We hypothesize that the increased accuracy from exponential features is due to two reasons. First, interspike intervals in the spike streams carry information useful for the classification task and therefore exponential features are more desirable. Second, the encoded exponential feature values are real-valued and range between 0 and 1 while the spike count feature values are quantized in discrete quantities of 1. Having real-valued input features might help during training of the recurrent networks.

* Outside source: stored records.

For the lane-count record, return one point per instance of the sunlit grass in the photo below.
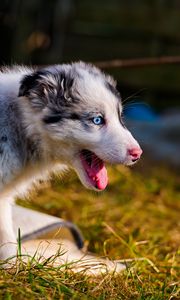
(136, 219)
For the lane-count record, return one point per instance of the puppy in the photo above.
(51, 119)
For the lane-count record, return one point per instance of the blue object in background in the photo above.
(140, 112)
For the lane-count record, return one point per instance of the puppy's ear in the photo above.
(44, 88)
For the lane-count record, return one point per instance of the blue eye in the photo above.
(98, 120)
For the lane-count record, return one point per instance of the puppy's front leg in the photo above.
(8, 243)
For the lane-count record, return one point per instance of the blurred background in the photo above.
(40, 32)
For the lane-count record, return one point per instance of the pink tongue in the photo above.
(99, 173)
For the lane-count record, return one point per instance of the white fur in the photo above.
(60, 145)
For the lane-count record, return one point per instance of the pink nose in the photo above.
(135, 153)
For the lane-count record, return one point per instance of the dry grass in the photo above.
(136, 218)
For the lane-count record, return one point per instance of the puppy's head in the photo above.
(79, 110)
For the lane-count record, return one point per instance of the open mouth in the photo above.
(95, 169)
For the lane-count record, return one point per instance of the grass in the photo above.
(136, 218)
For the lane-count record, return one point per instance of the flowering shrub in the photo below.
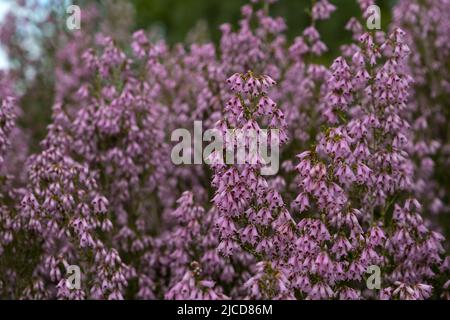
(363, 146)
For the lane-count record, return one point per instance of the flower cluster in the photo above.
(88, 183)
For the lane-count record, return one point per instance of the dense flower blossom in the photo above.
(368, 188)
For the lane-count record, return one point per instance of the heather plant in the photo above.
(98, 198)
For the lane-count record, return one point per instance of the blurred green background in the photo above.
(175, 18)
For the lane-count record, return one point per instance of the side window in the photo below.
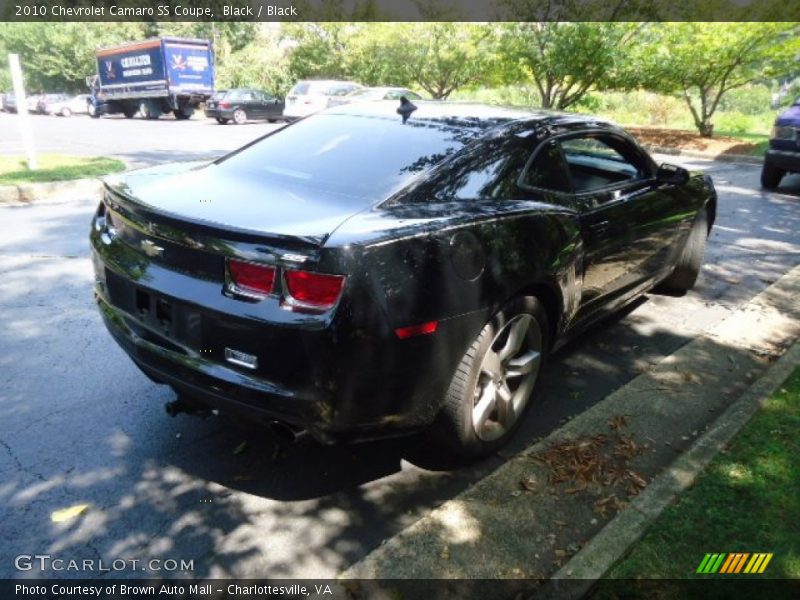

Even though the accuracy results from using the pre-processed audio spike frames were lower than the results obtained from using MFCC features, the focus of this work is to present improved methods for processing the outputs of event driven sensors in real-time applications. Our evaluation of the average processing time per frame on a Raspberry Pi shows that generation of the event-driven features is faster than that of MFCCs by a factor of 2–8 depending on the cochlea features used. We also aim towards an event-driven system where processing would be activated only if there are sufficient spikes from the sensor, e.g., the processing is inactivated during silent periods.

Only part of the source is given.